The first St. Vincent Church dates back to the late 10th century, when the Benedictines built both the church and the monastery. The abbey church was replaced in the 12th century by a simple Romanesque church dedicated to the same titular. The monastery was dissolved in 1314, and only the Church of St. Vincent remained.
It is especially interesting from the architectural point of view, as a single-nave church with three inscribed apses. Of the three layers of frescoes, the oldest, first layer is only suggested by traces of faded colour. The second, most significant one dating from the end of the 13th c. is attributed to Master Ognobenus from Treviso as evidenced by the inscription under the window of the southern apse. The third layer, dating from the second half of the 14th c. depicts the restored images of Apostles and partly preserved altar painting on the northern wall depicting an image of a female saint and the donator. Frescoes painted by Master Ognobenus represent the most comprehensive Istrian cycle of Romanesque frescoes painted under the Byzantine influence.

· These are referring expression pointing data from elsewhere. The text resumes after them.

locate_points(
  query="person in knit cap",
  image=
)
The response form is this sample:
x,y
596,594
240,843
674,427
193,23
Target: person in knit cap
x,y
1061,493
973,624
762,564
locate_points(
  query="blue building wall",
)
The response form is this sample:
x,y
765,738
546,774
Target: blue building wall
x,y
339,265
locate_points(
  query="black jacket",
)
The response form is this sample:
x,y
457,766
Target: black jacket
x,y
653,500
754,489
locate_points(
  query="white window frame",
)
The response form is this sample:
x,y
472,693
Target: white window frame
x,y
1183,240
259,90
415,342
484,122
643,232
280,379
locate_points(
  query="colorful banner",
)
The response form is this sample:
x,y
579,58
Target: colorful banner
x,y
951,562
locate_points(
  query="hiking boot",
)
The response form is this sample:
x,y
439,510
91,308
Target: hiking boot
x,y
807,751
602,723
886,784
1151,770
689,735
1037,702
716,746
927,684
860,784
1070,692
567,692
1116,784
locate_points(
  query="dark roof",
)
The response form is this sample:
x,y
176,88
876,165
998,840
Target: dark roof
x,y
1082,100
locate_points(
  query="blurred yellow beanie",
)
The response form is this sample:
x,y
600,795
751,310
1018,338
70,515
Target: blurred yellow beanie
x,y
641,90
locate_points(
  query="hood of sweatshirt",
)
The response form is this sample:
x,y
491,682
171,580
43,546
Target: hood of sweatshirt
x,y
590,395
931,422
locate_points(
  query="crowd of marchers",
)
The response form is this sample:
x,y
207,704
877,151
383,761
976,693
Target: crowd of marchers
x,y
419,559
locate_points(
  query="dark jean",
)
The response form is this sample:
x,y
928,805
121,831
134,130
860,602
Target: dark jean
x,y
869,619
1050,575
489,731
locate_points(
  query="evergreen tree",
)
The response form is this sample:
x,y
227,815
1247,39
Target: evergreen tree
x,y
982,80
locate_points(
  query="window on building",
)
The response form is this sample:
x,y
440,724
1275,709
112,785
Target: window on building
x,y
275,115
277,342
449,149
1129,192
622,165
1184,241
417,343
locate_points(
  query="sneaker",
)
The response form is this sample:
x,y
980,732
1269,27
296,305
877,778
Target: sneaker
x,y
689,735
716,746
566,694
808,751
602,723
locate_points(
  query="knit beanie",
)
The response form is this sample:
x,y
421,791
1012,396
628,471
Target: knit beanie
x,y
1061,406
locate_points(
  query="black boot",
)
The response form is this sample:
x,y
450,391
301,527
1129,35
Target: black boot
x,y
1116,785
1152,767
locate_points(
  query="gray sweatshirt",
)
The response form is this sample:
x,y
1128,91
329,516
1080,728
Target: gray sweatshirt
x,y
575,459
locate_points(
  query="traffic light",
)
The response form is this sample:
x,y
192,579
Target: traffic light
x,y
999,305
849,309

On the side walls Ognobenus illustrates the Martyrdom of St. Vincent and St. Valerius, as well as scenes from the Life of Christ such as the Visitation, the Crucifixion or the Last Judgment. In the apses are scenes of the Baptism of Christ, Maiestas Domini and Maiestas Virginis. The wide triumphal arch reveals both scenes of the Annunciation and Cain and Abel's Offering. Iconographically interesting is the oldest calendar with allegorical representations of months. The frescoes are significantly damaged due to the humidity of walls. Perhaps it is this very patina and mystical quality that render these frescoes so fascinating.
How to get there:
Svetvinčenat is located on the old Pazin - Pula road. The Church of St. Vincent is at the cemetery.
The key for both churches is in the Svetvinčenat Parish Office.